深刻な失敗談というより、日常のちょっとした気まずさを大げさな身振りの比喩で語っているところが、このやり取りの入り口になっています。落ち込んだ調子で放たれる一言だからこそ、続くチャックの返しとの対比が際立つ仕掛けです。
同じ「逃げる」でも、runやgo backのような動詞一語だけでは伝わらない情けなさを、tail between one’s legsという体の動きの比喩がまとめて背負ってくれています。抽象的な感情を説明する代わりに、犬が耳を伏せて尻尾を丸め込む姿を思い浮かべさせるだけで、聞き手には状況がすっと伝わる仕組みです。強気な相手に頭が上がらないという、ありふれた気まずさを語るのにちょうどよい大げささが、この一言には備わっています。
譲歩から一転、掛け声で締めくくる逆転の構文
しょげるモーガンに対して、チャックは相手の言い分を一度そのまま受け止めたうえで、そこから話を切り返していきます。

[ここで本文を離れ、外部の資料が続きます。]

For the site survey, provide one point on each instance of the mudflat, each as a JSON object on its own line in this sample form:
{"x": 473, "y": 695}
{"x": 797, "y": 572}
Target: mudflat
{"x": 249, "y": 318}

Chuck: Buddy, there’s always going to be someone that’s cooler or better-looking or more athletic than us. But there’s one thing we have that they don’t. Brains. Brains! And if we use our brains, then we’re going to be okay.

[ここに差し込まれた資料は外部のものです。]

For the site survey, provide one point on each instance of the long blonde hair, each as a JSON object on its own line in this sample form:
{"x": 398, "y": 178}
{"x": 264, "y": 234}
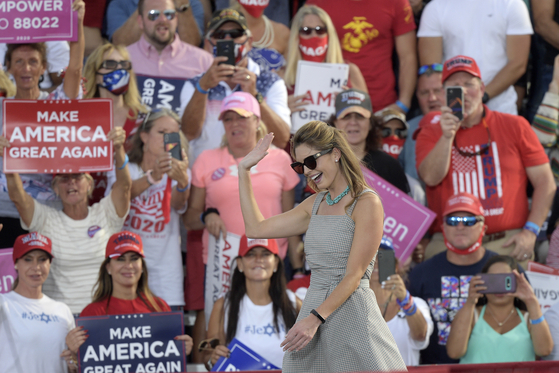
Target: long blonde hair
{"x": 333, "y": 54}
{"x": 320, "y": 136}
{"x": 103, "y": 288}
{"x": 131, "y": 97}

(相棒、俺たちより格好よかったり、見た目が良かったり、運動神経がいいやつは、いつだって現れるものだよ。でも、俺たちにあって、そういう連中にはないものが一つあるんだ。頭脳だよ。頭脳! 頭を使えば、俺たちは大丈夫なんだから。)CHUCK Season2 Episode3 (Chuck Versus the Break-Up)
there’s always going to be someone that’s ~er than us という書き出しは、相手の優位をまず素直に認めてしまう譲歩の構文です。かっこよさも、見た目も、運動神経も敵わない――と三拍子そろえて認めたうえで、But there’s one thing we have that they don’t. と一転させます。譲歩を並べれば並べるほど、そのあとの逆転がより効いて聞こえる組み立てです。

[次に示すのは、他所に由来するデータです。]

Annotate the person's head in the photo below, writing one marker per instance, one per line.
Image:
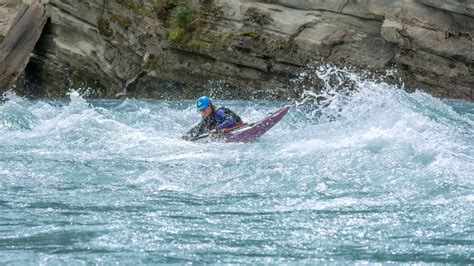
(204, 106)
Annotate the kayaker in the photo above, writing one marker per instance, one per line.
(215, 120)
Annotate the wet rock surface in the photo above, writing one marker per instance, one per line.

そして着地点が Brains. Brains! という、同じ一語を畳みかける掛け声です。理屈を説明する代わりに単語をそのまま繰り返すことで、励ましというより一緒に気合を入れ直すような響きになっています。譲歩→逆転→掛け声という三段構えが、短いやり取りの中にきれいに収まっている場面と言えます。
まとめ|自虐の一言を受け止めて切り返す構文
しっぽを巻いて逃げるという自嘲の言い方から、相手の優位を認めたうえで一転させる譲歩の構文、そして単語を畳みかける掛け声まで見てきました。弱音をただ慰めるのではなく、相手の言い分を一度受け止めてから逆転させる組み立てに、二人らしい掛け合いの呼吸が表れています。
次回も『CHUCK』の会話とともに、英語表現の型を見ていきましょう。